Accra and some parts of the country witnessed a major downpour which wreaked havoc to some residents living in low-lying areas.
The rain, which started at about 3.30am on Wednesday, increased in intensity as rooms started getting filled with water.
The drainage system was not particularly helpful because they were choked with all manner of garbage from nearby houses.
When the downpour became intense, the force eventually pushed the garbage away but with disturbing effect at places like the Circle area which is a confluence of major gutters from some parts of the city like Nima, Accra New Town and others.
Areas like the Graphic Road, Malam, Darkuman, Kaneshie First Light and parts of Okaishie among others were not left out in the flooding which followed the downpour.
Many residents hit by the flooding could not help wondering what things would look like when the rainy season sets in full swing towards mid-June or so.
Already, the Ghana Meteorological Services Department has posted a picture of heavy downpour across the country.
Wednesday's downpour coincidentally was also recorded in the Brong Ahafo Region.
Farmers in the region, which is considered the food basket of the country, were full of joy when the rain started to fall.
The downpour meant a lifeline had come for their withering plants.

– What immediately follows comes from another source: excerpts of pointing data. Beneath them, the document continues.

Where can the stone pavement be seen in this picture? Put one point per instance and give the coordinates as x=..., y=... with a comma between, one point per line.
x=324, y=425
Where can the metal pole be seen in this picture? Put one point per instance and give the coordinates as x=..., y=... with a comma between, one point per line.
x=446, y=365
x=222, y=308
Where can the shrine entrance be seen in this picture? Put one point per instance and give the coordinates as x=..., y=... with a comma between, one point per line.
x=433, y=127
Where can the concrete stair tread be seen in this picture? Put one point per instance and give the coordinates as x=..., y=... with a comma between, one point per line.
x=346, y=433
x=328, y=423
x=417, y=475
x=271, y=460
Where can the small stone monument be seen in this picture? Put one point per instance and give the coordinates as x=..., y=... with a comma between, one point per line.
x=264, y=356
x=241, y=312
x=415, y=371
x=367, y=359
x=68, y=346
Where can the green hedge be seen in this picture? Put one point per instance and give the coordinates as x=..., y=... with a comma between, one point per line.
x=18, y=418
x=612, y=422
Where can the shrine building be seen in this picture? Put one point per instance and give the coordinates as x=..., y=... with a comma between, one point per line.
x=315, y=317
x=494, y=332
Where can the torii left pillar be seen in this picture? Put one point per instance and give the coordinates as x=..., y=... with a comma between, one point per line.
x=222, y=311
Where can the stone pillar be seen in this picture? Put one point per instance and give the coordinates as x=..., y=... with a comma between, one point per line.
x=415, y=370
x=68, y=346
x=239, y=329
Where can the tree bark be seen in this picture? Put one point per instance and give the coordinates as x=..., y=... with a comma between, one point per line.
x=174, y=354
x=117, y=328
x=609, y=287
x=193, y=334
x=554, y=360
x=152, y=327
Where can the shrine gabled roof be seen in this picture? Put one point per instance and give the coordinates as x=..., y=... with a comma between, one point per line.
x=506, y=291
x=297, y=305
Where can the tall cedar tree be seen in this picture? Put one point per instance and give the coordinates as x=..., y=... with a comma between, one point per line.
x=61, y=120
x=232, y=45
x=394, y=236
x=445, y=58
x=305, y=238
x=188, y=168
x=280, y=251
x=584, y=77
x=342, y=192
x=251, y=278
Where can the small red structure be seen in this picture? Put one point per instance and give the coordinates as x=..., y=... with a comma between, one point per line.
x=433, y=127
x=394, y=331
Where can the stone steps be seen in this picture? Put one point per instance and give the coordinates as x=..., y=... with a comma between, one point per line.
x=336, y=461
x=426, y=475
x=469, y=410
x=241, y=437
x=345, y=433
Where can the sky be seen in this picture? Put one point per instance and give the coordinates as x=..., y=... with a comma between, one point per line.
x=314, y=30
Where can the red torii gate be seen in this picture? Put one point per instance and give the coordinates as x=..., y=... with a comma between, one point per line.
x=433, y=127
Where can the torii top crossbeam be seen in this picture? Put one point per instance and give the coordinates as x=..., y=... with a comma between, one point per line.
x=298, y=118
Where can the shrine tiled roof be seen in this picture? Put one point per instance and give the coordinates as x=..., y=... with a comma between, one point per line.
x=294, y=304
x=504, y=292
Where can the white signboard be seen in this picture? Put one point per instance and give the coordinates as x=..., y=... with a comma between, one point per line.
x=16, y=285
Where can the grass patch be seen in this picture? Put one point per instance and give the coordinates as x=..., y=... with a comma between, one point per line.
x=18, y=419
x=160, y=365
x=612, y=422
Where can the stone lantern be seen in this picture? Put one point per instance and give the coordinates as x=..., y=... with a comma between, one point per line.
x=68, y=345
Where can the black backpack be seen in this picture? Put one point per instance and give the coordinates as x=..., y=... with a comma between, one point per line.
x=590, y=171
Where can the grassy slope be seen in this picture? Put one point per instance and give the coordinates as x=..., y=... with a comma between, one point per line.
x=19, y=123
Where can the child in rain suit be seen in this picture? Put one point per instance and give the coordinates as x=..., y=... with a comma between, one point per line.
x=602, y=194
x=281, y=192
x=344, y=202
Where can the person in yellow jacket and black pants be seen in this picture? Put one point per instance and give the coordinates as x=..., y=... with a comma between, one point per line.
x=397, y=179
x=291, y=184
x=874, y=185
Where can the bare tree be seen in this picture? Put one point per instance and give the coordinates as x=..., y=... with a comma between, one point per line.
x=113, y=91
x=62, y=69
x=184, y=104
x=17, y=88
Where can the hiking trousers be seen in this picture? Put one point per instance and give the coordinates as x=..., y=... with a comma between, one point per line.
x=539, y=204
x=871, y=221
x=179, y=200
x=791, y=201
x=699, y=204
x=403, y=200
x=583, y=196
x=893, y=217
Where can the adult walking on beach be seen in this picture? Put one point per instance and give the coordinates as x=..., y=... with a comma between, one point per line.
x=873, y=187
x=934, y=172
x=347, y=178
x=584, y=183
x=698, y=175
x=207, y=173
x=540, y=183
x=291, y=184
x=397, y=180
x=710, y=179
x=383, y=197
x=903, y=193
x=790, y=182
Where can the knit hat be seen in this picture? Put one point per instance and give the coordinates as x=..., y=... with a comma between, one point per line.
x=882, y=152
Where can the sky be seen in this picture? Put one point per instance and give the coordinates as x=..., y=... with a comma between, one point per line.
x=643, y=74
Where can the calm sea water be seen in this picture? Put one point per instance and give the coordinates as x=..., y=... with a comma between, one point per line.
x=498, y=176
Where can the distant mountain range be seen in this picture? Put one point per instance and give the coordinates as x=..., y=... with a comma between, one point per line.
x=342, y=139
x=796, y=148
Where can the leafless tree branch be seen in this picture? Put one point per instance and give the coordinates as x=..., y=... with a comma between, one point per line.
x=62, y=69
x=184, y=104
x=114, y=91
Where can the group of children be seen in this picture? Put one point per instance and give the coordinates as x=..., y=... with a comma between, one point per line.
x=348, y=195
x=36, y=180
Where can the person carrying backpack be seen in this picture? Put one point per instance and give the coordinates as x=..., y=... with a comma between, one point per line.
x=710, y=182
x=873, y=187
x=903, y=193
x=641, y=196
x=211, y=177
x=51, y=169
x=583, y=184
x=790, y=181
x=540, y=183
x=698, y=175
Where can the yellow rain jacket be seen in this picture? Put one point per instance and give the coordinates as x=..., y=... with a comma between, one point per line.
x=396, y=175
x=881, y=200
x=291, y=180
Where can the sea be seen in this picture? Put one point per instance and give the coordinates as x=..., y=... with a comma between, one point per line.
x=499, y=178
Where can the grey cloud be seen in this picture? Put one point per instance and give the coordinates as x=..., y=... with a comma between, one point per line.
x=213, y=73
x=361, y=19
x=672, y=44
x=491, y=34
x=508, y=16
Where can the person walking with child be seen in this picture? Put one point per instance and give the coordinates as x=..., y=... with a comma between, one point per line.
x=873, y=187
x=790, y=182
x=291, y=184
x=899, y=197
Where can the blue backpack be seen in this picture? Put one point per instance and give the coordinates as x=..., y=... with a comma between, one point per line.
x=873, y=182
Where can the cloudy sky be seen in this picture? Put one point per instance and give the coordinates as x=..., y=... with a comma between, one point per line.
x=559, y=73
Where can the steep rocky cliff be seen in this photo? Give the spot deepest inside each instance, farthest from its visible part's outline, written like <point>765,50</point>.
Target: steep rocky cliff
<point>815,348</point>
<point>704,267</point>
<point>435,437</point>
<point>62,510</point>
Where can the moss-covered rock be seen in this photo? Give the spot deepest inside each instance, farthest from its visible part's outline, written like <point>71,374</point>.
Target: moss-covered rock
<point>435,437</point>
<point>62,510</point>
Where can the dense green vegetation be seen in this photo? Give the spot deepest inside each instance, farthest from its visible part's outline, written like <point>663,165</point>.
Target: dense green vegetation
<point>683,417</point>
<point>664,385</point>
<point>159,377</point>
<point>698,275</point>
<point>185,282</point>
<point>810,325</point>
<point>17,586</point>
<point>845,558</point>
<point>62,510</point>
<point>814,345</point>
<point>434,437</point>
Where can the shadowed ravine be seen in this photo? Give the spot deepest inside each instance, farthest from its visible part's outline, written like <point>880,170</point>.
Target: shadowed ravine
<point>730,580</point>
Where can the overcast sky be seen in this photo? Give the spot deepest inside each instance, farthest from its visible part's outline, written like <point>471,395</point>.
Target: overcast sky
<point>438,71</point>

The rains started on Tuesday and continued until Wednesday, thus keeping most people indoors as it lasted.
There was little or no havoc to property during the storm which preceded the downpour.
At Atebubu, Nkoranza, Yeji, Techiman and their environs, the rain continued until 10 am on Wednesday. The situation was no different in the Ahafo side of the region.
In an interview with Regional Meteorological Officer, Mr. Nkoom, he assured farmers that the rains will continue for sometime, and advised them to continue planting.
For the past two months, the rains have been erratic, making it difficult for farmers to make mounds to plant yam.
Farmers who anticipated early rains and planted their maize run into losses as all the plants failed to germinate or withered away soon after germinating.
The price of maize in the region, which is a major producer of the crop, has skyrocketed. Whereas a bag of maize was sold for thirty Ghana Cedis in March, the price has moved to fifty Ghana Cedis at the time filing this report.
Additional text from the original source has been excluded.